Het artikel gaat dieper in op de levensomstandigheden van één of meerdere personen.

0 = nee, 1 = ja

Q53: Lijkt het artikel de grootste gevolgen van de crisis toe te kennen aan de impact die het heeft op individuen of groepen mensen?

0 = nee, 1 = ja

Q51: Wordt de organisatie zelf aan het woord gelaten in het artikel?

Bij ‘aan het woord laten’ kan worden gelet op het gebruik van quotes van een medewerker van de betreffende organisatie of benoemingen van uitspraken die door medewerkers zijn gedaan.

0 = nee, 1 = ja

Aanwezigheid responsibility-frame

Dit frame presenteert een issue of probleem op dergelijke wijze dat verantwoordelijkheid voor de oorzaak of de oplossing bij de overheid, een individu of een groep kan worden toegeschreven (Semetko & Valkenburg, 2000, p.96)

Q19: Indiceert het artikel dat een organisatie mogelijkheden heeft om het probleem of issue op te lossen?

Hierbij gaat het puur om oplossingen, en niet op het mogelijke voorkomen van de crisis.

0 = nee, 1 = ja

Q21: Suggereert het artikel dat een organisatie of een deel van de organisatie verantwoordelijk is voor het issue of probleem?

0 = nee, 1 = ja

Q22: Suggereert het artikel dat een individu of een aantal individuen binnen de organisatie verantwoordelijk zijn voor het issue of probleem?

0 = nee, 1 = ja

Q23: Veronderstelt het artikel dat de crisis of het issue dringend om actie vraagt?

Let op zaken als het snel terugroepen van de auto’s, het goed en duidelijk communiceren met stakeholders, etc.

0 = nee, 1 = ja

Q56: Geeft het artikel een oplossing/ meerdere oplossingen voor het probleem of issue?

0 = nee, 1 = ja

Aanwezigheid economic-frame

Dit frame beschrijft een gebeurtenis, probleem of issue in termen van de economische consequenties die het heeft op een individu, groep, instelling, regio of land (Valkenburg & Semetko, 2000, p.96)

Q25: Wordt er in het artikel gesproken over financiële winsten en/of verliezen?

Heeft de crisis gezorgd voor winst of verlies voor de organisatie?
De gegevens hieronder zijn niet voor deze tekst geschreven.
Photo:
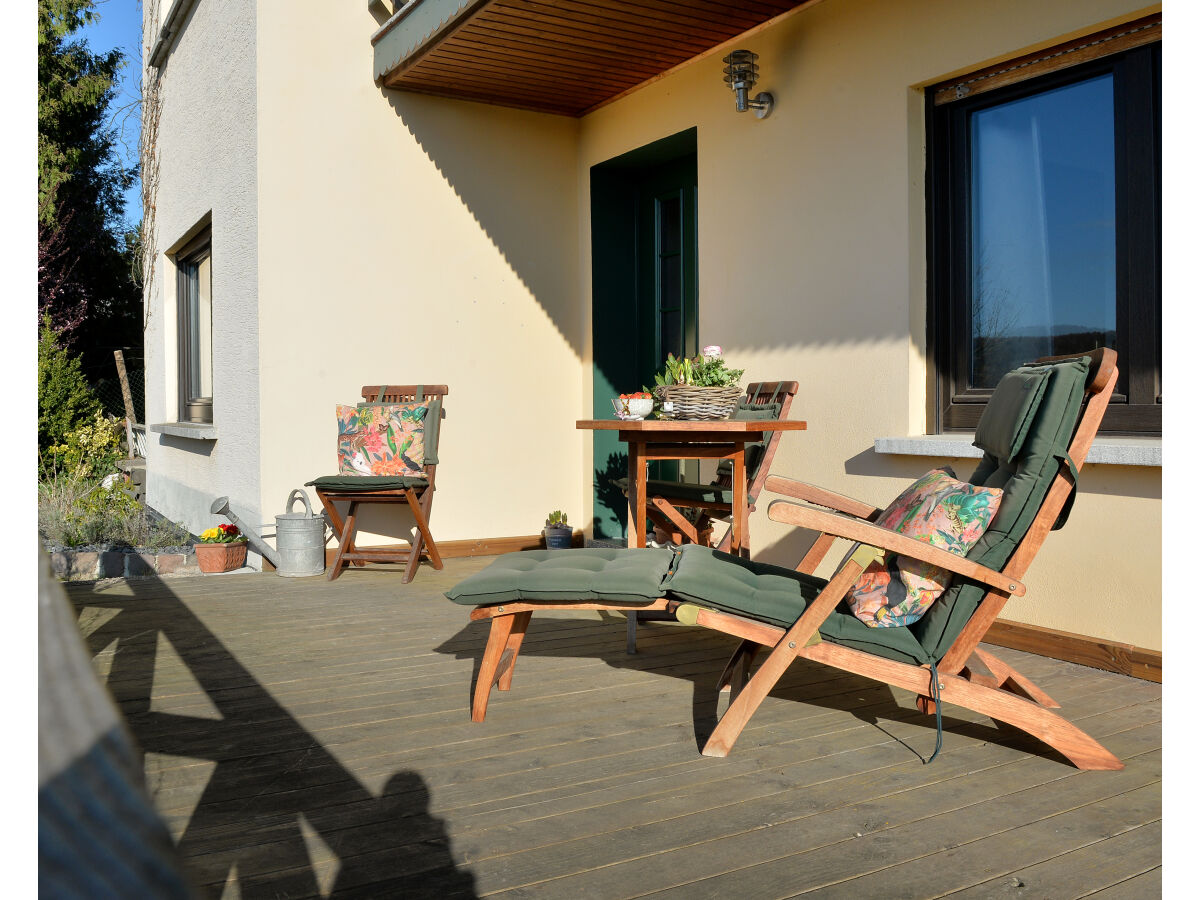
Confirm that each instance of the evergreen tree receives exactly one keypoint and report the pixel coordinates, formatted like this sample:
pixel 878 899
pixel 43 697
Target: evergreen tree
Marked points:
pixel 85 281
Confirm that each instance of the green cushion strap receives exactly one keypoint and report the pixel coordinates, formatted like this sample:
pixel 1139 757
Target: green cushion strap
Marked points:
pixel 1065 459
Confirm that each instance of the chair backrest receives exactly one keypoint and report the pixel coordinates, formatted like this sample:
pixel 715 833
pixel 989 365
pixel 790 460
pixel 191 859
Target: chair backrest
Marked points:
pixel 412 394
pixel 1035 432
pixel 763 400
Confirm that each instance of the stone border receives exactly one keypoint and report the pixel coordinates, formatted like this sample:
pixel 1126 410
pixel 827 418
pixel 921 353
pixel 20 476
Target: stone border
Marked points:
pixel 90 565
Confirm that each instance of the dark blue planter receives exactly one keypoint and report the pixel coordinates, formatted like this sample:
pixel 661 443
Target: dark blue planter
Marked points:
pixel 557 538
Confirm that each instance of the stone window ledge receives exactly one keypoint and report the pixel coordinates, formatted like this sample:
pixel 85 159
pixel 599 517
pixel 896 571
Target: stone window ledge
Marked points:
pixel 186 430
pixel 1105 451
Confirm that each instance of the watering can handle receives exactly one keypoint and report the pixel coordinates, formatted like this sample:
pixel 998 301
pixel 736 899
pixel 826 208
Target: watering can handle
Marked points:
pixel 299 493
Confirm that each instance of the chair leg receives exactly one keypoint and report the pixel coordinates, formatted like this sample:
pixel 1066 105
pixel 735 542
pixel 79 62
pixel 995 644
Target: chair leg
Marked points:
pixel 737 670
pixel 420 513
pixel 489 669
pixel 511 649
pixel 727 730
pixel 345 540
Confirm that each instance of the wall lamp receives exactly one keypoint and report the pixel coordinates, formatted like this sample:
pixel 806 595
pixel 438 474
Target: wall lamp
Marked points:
pixel 741 73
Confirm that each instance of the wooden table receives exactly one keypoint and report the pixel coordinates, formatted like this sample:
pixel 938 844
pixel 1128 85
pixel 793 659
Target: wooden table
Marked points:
pixel 688 439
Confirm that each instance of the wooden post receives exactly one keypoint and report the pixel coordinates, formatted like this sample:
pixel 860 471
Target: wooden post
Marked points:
pixel 125 390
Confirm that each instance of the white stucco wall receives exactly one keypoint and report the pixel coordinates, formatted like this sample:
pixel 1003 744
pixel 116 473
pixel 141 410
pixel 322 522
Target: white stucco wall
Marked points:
pixel 208 149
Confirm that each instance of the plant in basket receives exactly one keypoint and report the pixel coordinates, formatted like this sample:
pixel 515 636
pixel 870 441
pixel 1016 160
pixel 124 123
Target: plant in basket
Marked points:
pixel 221 549
pixel 699 388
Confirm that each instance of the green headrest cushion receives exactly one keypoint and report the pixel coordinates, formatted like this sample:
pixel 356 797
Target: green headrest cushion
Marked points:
pixel 1008 415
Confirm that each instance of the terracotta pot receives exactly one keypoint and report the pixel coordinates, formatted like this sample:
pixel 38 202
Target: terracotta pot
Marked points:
pixel 221 557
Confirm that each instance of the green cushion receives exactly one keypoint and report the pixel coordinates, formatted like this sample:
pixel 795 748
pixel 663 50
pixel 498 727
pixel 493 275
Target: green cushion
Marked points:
pixel 1011 411
pixel 1025 480
pixel 778 595
pixel 594 574
pixel 366 483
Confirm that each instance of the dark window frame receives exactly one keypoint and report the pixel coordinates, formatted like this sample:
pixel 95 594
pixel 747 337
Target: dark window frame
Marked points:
pixel 1137 403
pixel 192 408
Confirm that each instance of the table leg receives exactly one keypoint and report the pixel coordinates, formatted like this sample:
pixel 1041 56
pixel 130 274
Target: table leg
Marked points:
pixel 741 520
pixel 635 531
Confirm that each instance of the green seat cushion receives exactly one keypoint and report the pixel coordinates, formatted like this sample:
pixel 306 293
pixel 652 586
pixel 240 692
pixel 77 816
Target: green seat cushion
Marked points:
pixel 1025 480
pixel 778 595
pixel 593 574
pixel 366 483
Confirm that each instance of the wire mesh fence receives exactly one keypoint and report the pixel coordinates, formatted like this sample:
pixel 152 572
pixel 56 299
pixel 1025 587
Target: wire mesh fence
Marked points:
pixel 108 391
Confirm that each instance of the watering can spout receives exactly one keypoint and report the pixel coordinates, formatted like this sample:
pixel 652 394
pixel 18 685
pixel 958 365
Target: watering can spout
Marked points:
pixel 221 508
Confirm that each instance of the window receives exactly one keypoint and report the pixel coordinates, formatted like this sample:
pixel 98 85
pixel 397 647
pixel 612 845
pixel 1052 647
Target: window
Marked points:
pixel 195 267
pixel 1044 177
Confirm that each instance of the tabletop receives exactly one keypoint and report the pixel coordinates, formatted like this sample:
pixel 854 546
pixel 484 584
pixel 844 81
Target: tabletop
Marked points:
pixel 682 426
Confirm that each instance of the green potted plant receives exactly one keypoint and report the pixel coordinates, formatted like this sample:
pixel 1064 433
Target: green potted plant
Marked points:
pixel 699 388
pixel 557 533
pixel 221 550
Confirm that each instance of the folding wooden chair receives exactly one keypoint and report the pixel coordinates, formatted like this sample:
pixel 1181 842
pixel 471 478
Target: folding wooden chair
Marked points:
pixel 417 492
pixel 714 501
pixel 1045 419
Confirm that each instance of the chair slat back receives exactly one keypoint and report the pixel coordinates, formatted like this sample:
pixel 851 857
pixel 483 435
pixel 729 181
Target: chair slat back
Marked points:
pixel 1102 378
pixel 408 394
pixel 760 394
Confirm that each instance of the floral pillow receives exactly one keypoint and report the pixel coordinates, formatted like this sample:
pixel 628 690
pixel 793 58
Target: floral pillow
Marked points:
pixel 382 439
pixel 937 509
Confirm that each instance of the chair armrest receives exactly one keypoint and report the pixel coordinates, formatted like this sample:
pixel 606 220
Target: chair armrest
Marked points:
pixel 886 539
pixel 820 497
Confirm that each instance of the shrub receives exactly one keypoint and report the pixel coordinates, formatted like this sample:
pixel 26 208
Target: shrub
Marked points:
pixel 73 511
pixel 91 450
pixel 64 399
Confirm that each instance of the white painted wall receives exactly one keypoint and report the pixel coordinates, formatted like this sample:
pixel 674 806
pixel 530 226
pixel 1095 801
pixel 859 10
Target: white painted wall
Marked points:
pixel 208 151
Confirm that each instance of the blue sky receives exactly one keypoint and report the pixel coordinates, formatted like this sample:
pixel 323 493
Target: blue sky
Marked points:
pixel 120 27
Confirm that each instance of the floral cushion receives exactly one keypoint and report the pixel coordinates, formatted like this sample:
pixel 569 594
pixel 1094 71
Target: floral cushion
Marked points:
pixel 382 439
pixel 937 509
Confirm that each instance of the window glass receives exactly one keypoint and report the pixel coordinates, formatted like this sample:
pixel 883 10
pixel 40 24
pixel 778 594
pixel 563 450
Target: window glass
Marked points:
pixel 1042 228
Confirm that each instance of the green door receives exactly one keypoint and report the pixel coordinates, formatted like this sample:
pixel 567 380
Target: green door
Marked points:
pixel 645 294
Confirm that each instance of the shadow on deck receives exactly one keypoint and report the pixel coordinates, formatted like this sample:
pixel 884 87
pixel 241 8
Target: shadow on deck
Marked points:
pixel 312 738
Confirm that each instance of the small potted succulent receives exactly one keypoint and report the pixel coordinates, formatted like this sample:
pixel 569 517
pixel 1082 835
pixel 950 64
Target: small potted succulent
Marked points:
pixel 221 550
pixel 699 388
pixel 557 533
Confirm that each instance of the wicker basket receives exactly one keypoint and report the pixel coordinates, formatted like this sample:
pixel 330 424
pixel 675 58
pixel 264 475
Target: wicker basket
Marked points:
pixel 690 401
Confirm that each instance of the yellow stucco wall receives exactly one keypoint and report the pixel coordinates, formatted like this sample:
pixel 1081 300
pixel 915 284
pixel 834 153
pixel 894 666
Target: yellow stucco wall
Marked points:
pixel 813 265
pixel 411 238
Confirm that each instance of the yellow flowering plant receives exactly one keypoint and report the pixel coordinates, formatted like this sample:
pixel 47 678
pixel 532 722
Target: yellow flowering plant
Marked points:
pixel 222 534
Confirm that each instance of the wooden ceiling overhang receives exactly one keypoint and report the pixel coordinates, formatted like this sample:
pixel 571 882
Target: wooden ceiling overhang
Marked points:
pixel 563 57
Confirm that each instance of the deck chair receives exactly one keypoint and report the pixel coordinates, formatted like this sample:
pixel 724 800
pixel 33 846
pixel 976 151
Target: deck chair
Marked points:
pixel 714 501
pixel 415 492
pixel 1036 431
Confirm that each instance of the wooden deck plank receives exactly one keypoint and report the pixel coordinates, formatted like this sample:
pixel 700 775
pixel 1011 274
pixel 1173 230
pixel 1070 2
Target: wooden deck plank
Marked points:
pixel 1093 868
pixel 312 738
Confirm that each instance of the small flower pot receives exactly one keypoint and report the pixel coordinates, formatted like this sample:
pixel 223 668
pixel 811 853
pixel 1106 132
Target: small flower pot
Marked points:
pixel 221 557
pixel 557 537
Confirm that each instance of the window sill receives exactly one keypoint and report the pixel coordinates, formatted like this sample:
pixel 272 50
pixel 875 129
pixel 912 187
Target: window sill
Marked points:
pixel 1105 451
pixel 196 431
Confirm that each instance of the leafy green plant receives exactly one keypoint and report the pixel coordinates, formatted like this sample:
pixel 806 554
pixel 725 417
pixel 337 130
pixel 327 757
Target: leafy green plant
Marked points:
pixel 65 402
pixel 701 371
pixel 73 511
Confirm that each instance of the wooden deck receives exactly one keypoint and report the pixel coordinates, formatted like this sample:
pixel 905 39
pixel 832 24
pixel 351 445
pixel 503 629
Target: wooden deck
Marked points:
pixel 311 738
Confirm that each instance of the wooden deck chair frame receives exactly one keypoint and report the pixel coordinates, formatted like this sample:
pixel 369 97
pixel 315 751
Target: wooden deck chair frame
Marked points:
pixel 965 676
pixel 419 499
pixel 663 508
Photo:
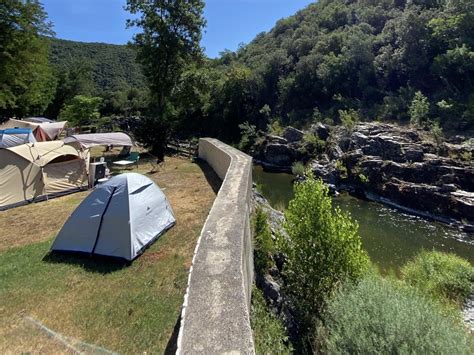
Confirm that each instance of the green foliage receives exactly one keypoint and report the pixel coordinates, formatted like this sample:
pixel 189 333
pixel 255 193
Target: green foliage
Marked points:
pixel 343 172
pixel 437 133
pixel 323 249
pixel 466 156
pixel 268 331
pixel 369 57
pixel 263 243
pixel 363 178
pixel 419 109
pixel 298 168
pixel 378 316
pixel 275 128
pixel 440 275
pixel 97 67
pixel 312 144
pixel 349 118
pixel 81 111
pixel 167 45
pixel 27 82
pixel 168 42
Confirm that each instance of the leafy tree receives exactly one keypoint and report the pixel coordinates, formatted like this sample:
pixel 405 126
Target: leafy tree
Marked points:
pixel 419 109
pixel 26 79
pixel 81 111
pixel 168 43
pixel 71 81
pixel 322 251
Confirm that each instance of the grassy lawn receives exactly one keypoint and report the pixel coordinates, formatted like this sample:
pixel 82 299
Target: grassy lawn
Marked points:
pixel 128 309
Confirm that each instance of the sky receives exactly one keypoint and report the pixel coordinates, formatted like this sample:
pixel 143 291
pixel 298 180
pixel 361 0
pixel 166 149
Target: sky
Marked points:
pixel 229 22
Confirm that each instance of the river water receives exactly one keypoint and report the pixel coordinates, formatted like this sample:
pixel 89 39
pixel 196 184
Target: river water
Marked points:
pixel 390 237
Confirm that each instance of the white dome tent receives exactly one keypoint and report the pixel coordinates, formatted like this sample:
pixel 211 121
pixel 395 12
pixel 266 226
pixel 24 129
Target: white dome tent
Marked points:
pixel 119 218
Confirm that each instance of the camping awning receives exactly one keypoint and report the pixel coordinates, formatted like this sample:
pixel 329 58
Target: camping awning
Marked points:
pixel 43 152
pixel 38 119
pixel 90 140
pixel 53 129
pixel 12 137
pixel 39 133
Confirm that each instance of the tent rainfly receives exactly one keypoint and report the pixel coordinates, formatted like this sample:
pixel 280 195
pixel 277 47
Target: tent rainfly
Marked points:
pixel 30 172
pixel 12 137
pixel 120 218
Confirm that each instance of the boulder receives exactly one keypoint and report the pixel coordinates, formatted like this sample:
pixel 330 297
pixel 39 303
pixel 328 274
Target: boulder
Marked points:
pixel 276 139
pixel 413 154
pixel 292 134
pixel 320 130
pixel 328 173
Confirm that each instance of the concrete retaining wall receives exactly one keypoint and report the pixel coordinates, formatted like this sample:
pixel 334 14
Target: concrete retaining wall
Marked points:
pixel 215 315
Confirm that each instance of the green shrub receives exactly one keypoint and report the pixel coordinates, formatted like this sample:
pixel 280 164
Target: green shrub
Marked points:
pixel 349 118
pixel 419 109
pixel 298 168
pixel 249 136
pixel 263 243
pixel 268 331
pixel 343 172
pixel 379 316
pixel 313 144
pixel 275 128
pixel 466 156
pixel 440 275
pixel 323 249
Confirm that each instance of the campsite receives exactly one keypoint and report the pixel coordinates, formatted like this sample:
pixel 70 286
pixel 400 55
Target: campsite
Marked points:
pixel 68 292
pixel 237 177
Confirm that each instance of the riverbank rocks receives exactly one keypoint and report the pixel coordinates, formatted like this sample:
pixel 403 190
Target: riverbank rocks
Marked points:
pixel 399 164
pixel 292 134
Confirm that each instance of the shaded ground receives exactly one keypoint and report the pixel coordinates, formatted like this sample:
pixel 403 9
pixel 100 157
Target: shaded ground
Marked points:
pixel 124 308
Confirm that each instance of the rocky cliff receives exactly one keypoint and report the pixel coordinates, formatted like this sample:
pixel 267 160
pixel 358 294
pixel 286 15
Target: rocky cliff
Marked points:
pixel 402 166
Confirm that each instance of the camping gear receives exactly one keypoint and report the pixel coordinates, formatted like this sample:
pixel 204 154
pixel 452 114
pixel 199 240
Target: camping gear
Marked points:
pixel 120 218
pixel 38 119
pixel 53 129
pixel 43 131
pixel 40 135
pixel 96 172
pixel 133 158
pixel 86 141
pixel 12 137
pixel 31 172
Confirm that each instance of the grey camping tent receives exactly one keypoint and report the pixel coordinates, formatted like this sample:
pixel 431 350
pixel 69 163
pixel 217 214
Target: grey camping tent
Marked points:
pixel 120 218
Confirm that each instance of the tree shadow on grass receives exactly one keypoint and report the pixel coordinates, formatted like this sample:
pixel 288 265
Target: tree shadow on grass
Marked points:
pixel 213 180
pixel 91 263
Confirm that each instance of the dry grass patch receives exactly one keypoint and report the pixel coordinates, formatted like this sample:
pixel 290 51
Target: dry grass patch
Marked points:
pixel 129 309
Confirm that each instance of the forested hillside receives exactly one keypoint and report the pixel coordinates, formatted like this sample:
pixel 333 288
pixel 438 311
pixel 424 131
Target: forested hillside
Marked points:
pixel 370 56
pixel 111 66
pixel 105 71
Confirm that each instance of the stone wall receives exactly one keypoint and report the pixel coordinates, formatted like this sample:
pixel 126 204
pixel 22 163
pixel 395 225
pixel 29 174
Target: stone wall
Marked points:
pixel 215 315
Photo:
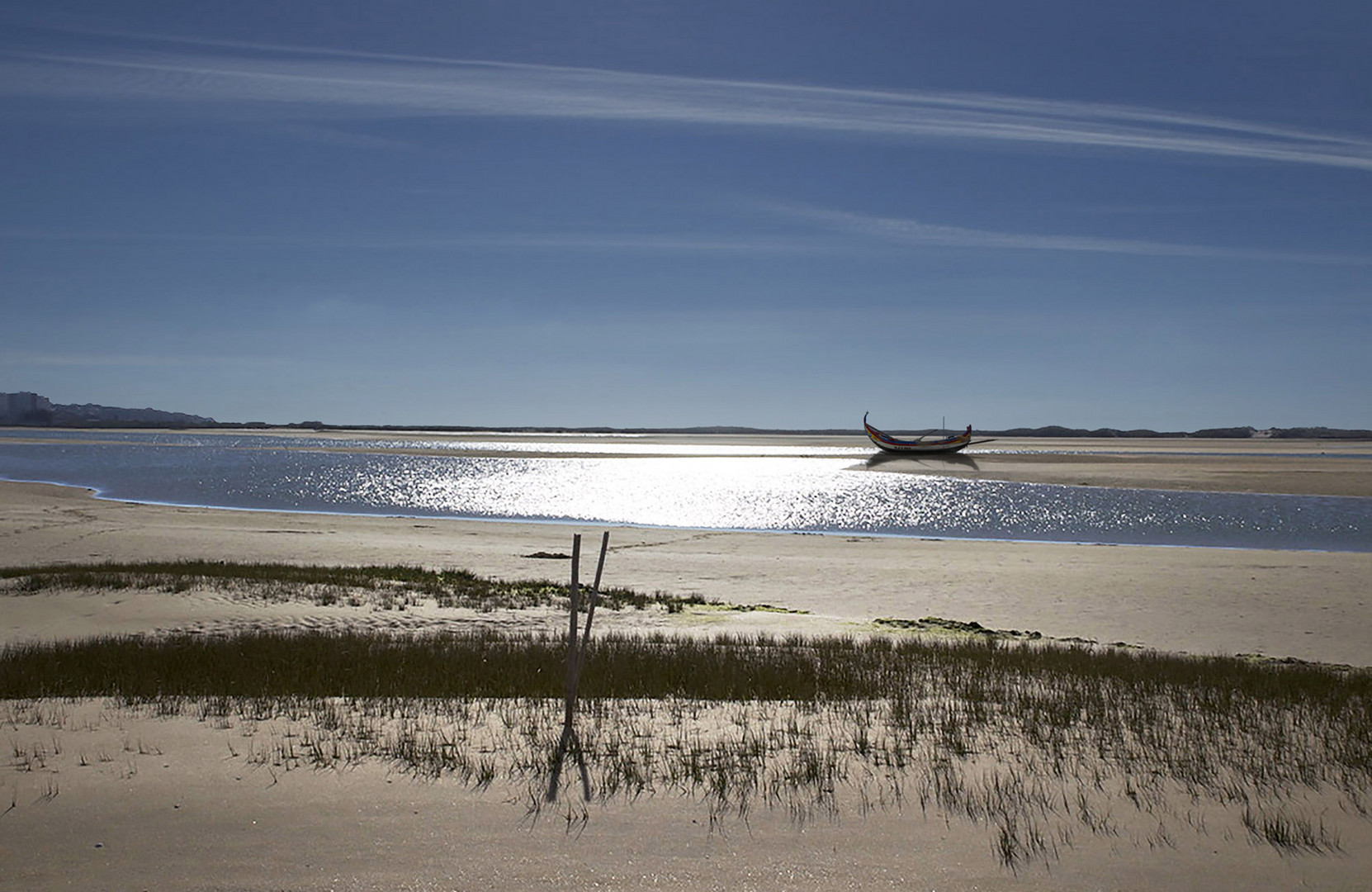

Verlies in termen van aandelen is hier een voorbeeld van.

0 = nee, 1 = ja

Q26: Wordt er in het verhaal een opgave van kosten en/of uitgaven gedaan?

Dit kunnen zowel kosten/uitgaven voor de organisatie zijn (het terugroepen en herstellen van de auto’s) als voor de consument zijn.

Q27: Verwijst het verhaal naar economische gevolgen van het wel of niet nastreven van een oplossing voor het probleem/issue?

0 = nee, 1 = ja

Q54: Wordt er in het artikel verwezen naar andere economische issues, zoals effecten van de crisis op de economie in het algemeen of economische gevolgen voor de auto- industrie en/of specifieke organisaties?

0 = nee, 1 = ja

Q55: Worden eventuele economische winsten/verliezen beschreven als gevolg van de crisis in de organisatie?

0 = nee, 1 = ja

Aanwezigheid crisis-frame

Dit frame benadrukt de nadelige situatie waarin de organisatie zich kan bevinden en het streven naar een passende oplossing

Q30: Wordt er in het artikel een aanduiding gedaan naar chaos of verwarring binnen de organisatie door toedoen van recente gebeurtenissen?

0 = nee, 1 = ja

Q31: Doet het artikel uitspraken over onvermogen van het management/bestuur van de organisatie om het probleem spoedig op te lossen?

0 = nee, 1 = ja

Q57: Schetst het artikel de situatie als een noodgeval?

0 = nee, 1 = ja

Q58: Doet het artikel uitspraken over verliezen/schades/nadelen voor één of meerdere stakeholders van de organisatie door de gebeurtenis?

0 = nee, 1 = ja

Q59: Wordt er in het artikel aangegeven dat partijen op zoek zijn naar een oplossing voor het probleem?

Aanwezigheid blame-frame

Dit frame beschrijft de gebeurtenis als een misdrijf, overtreding of als terrorisme waarbij de focus wordt gelegd op de menselijke impact van de gebeurtenis en het beschuldigen van een individu, groep of organisatie (Shanin, 2015)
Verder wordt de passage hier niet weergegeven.